市町村が保険者である介護保険では、保険者間の第一号被保険者の年齢構成や所得水準の違いは、第二号被保険者分の納付金や調整交付金の配分によって調整されるので、サービス水準と保険料水準が市町村レベルで均衡する。同様に、財政運営が都道府県単位になる改革後の国保制度においても、基本的な考え方に従う限り、年齢構成調整後の医療費水準と所得水準に応じて市町村納付金が算定されるので、市町村レベルで医療費水準と保険料水準が見合う。

一方、都道府県単位の広域連合が保険者である後期高齢者医療制度では、保険料水準は都道府県内で均一である。市町村国保では約5倍もあった保険料格差が後期高齢者医療制度では約2倍に縮小したことが評価されているが、市町村レベルでの医療費水準の違いを超えて、保険料水準の平準化を優先したことによる。

そのため現状では、市町村が介護を積極的に引き受ければ、当然に当該市町村の介護の費用負担が上昇するが、後期高齢者医療にかかる負担はほとんど軽減されない。都道府県レベルの医療費の軽減を通して、全市町村の負担が一律に若干軽減されるだけである。市町村レベルで後期高齢者の保健事業・医療費適正化に取り組んだとしても同様である。このように、後期高齢者に関しては、市町村が在宅医療・介護連携、保健事業・医療費適正化対策を推進する上で、保険制度面でのインセンティブが欠如している。

地域包括ケアを推進する観点からすれば、給付と負担の均衡を図る圏域として、都道府県と市町村のどちらが望ましいかは明らかである。仮に都道府県単位の保険者であっても、介護保険や改革後の国保と同様に、市町村レベルの取組みがきちんと評価される仕組みを取り入れる必要がある。
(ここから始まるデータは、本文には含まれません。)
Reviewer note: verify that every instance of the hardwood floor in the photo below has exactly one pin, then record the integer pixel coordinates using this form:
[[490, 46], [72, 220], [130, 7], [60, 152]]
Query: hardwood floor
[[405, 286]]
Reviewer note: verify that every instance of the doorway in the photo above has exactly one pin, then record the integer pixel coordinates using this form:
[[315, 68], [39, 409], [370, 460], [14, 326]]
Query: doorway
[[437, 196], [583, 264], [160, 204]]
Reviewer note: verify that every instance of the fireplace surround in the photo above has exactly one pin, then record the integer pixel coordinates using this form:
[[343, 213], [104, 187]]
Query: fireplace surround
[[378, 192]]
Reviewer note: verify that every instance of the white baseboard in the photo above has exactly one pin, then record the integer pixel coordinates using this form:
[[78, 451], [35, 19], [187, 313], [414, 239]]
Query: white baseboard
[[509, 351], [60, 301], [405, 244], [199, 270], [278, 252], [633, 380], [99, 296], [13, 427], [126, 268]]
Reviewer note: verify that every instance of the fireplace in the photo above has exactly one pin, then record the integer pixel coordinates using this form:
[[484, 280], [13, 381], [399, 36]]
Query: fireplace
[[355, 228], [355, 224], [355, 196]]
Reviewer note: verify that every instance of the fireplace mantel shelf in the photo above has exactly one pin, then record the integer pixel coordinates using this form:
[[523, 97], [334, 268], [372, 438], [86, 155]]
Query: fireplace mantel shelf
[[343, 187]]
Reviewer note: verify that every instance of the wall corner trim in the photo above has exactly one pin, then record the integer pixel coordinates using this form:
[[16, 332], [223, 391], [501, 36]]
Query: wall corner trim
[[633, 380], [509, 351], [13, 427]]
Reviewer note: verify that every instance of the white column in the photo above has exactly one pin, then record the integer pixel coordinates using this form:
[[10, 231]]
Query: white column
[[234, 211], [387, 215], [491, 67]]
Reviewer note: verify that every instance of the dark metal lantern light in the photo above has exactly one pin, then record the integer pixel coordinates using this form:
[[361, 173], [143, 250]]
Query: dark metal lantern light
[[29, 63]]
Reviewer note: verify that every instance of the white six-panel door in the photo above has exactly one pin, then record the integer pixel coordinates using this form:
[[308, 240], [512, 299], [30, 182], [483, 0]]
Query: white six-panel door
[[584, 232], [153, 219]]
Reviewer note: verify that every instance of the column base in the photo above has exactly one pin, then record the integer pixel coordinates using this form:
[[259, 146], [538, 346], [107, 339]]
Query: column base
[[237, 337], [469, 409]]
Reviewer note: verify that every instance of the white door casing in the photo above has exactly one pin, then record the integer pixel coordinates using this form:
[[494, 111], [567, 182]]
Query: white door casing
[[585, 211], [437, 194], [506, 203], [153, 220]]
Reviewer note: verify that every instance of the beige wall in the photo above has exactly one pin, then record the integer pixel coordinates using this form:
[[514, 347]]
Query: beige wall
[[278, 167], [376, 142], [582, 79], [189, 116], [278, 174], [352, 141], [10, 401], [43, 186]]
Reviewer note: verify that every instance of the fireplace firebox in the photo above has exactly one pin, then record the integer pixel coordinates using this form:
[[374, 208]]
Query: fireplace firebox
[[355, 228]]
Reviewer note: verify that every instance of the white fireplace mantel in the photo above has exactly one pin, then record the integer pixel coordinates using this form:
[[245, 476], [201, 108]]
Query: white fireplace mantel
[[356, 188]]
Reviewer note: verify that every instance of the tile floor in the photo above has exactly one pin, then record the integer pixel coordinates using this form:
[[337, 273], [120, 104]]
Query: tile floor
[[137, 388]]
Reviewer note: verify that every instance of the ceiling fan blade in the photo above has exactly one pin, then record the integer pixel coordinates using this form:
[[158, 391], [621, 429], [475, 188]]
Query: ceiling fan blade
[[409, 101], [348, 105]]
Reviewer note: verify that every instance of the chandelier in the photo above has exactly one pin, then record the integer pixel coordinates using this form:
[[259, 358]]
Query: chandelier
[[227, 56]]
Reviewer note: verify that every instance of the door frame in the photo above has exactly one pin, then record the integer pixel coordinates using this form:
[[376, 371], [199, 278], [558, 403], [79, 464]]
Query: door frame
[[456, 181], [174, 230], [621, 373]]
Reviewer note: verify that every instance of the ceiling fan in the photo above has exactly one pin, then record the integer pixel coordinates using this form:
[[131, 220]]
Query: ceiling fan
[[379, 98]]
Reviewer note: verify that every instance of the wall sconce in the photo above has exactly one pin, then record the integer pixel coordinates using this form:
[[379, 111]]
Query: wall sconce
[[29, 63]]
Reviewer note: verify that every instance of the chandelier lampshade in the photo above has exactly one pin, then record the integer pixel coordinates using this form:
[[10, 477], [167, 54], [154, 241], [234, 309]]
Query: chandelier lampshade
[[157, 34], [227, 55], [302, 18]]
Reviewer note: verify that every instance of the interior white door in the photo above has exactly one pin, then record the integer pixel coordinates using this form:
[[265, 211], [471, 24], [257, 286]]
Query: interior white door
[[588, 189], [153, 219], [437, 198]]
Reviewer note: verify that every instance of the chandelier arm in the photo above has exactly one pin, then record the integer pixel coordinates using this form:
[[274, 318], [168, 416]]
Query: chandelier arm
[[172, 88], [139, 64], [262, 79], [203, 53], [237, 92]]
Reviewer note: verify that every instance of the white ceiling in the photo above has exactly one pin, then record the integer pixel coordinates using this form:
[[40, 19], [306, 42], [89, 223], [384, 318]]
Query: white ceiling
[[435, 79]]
そのような考え方から、国民会議において筆者は、国保制度改革にとどまらず、後期高齢者医療制度にまで踏み込んだ改革を強く求めた。しかし報告書では、「後期高齢者医療制度については、現在では十分定着しており、現行制度を基本としながら、実施状況等を踏まえ、必要な改善を行うことが適当」として、当面の課題には掲げられなかった。ただいずれは、後期高齢者医療制度について、介護保険や改革後の国保との整合性の確保、将来的な介護保険との一元化までも展望した検討が必要になると考えていた。

その時期が到来したようである。問題は保健・医療・介護の事業主体・費用負担が分断されていることである。改革の方向性としてヒントになるのは、国保制度改革で採用された都道府県と市町村が役割を分担し、共同で事業を担うという新機軸ではないか。